I can think of a handful of friends who are artists who don’t ‘get’ conceptual art, don’t enjoy it, and don’t seek it out.  I also have a handful of artist friends who are conceptual art snobs.  How we create and ‘look’ at art or life, or visualizations depends on your point of reference.  

Like everything else in life, visuals are sometimes a shell game.  You can dress up, or dupe the viewer into believing that the graphic is meaningful, as we discussed with the ‘Monstrous’ visualization.

I think that we all as part of our human conditioning, seek order to mine specific meaning.  But in order to have your data read, do we sacrifice order for viewability?  Do we worry about the form in which the data will take, at the risk of not selling the message to be compelling?   Or is the viewability a way to get more views, therefore more data or thought is provocative?

Another part of this essay that was thought-provoking was the meaning of ‘outlier’ data skewing results.  I’ve always believed (and read the Malcolm Gladwell book ‘Outliers’) that outliers create and can tease out innovation.  The use of outliers in data seems to be a throwaway.  But doesn’t that go against a value that may mean creativity, trend or innovation?


Misleading Axis on Graphs

This essay seems to be a discussion of how the ‘x’ and ‘y’ axis can be manipulated to a satisfying result.  But this is the function, and responsibility of the designer.  There is a moral obligation to show the data, no matter how far away it may go from your hypothesis.  This essay is self explanatory, but I’m not so sure that again, we all come into a design with a point of view, a skew, and an aesthetic.  

It may be impossible, although not entirely truthful to be swayed by either the data, or creating the visualization.  An example I can give is the genre of Documentary films. There is editing, camera view, light, as well as dialogue and visuals that can skew the information.

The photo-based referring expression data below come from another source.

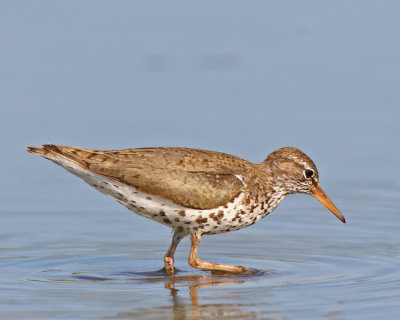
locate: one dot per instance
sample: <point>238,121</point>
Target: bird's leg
<point>169,256</point>
<point>195,261</point>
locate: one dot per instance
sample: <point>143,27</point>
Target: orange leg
<point>195,261</point>
<point>169,256</point>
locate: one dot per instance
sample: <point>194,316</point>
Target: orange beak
<point>319,194</point>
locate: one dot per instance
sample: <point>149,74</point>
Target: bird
<point>193,191</point>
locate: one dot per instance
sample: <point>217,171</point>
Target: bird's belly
<point>239,213</point>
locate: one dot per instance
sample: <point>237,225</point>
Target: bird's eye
<point>308,173</point>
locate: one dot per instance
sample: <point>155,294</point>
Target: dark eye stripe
<point>308,173</point>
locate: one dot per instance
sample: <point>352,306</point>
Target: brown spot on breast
<point>166,220</point>
<point>201,220</point>
<point>182,213</point>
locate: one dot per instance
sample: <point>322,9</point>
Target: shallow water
<point>242,79</point>
<point>98,264</point>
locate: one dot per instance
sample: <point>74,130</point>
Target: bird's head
<point>294,172</point>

The Principle of Proportional Ink

The essence of this essay is that the amount of information being shown, should be proportional to the amount of ink being used.  But in the above essay (Misleading Axis on Graphs), line graphs use ‘hierachy’ of height to show data.  This argues, to me, the logic of this principle.

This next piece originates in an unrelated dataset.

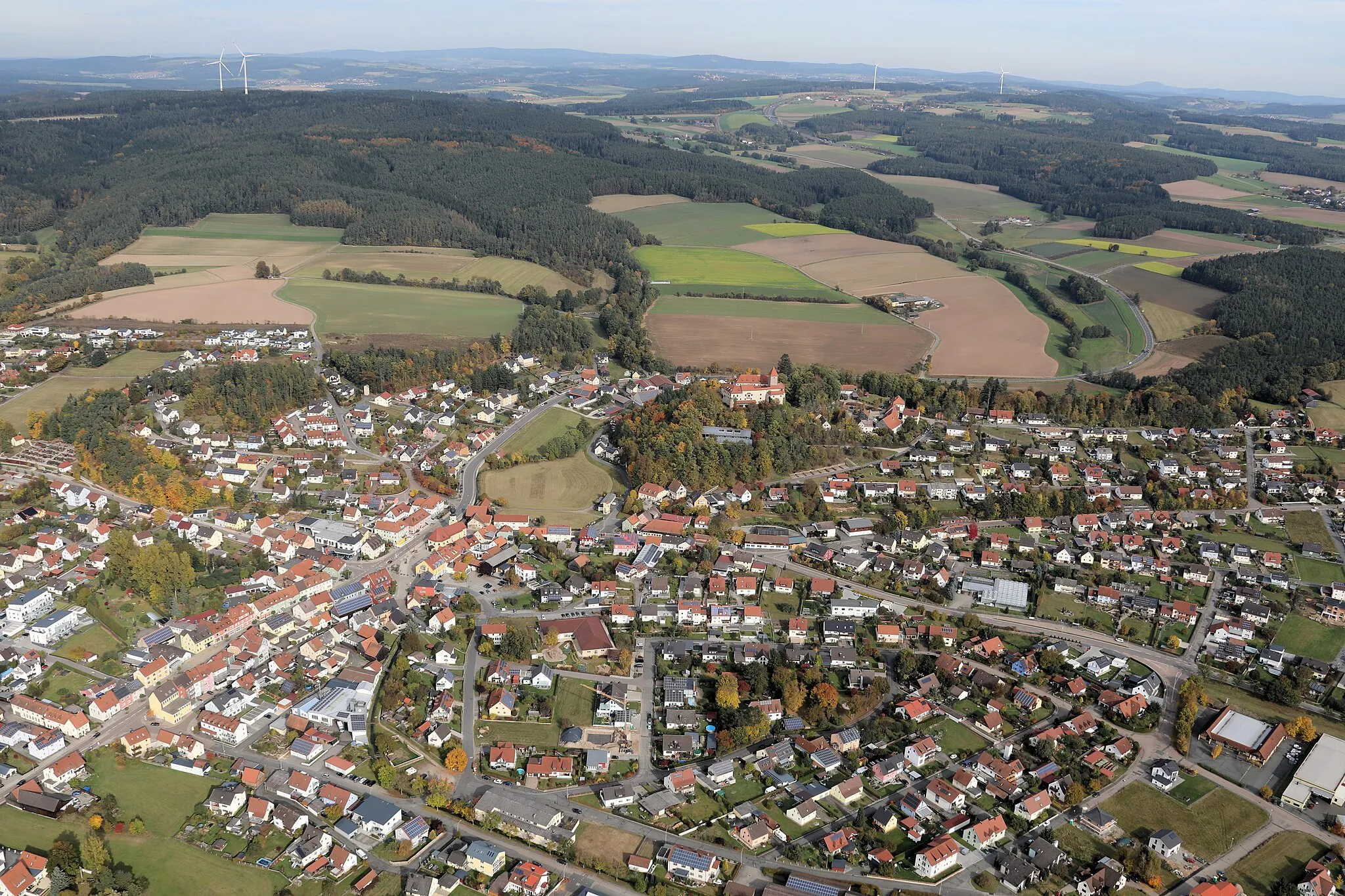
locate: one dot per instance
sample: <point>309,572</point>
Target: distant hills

Bar graphs, line graphs, bubble charts, donut bar graphs , changing denominator (the Time magazine example),  the use of 3 dimensional graphics (in bar and piecharts) are discussed in depth.

It’s a compelling case to be made in order for the data to be important it needs the most ink, but I’m unclear if the goal is to show the value of 0 (crime, rapes, deaths), our eyes do not necessary associate ‘less’ as more.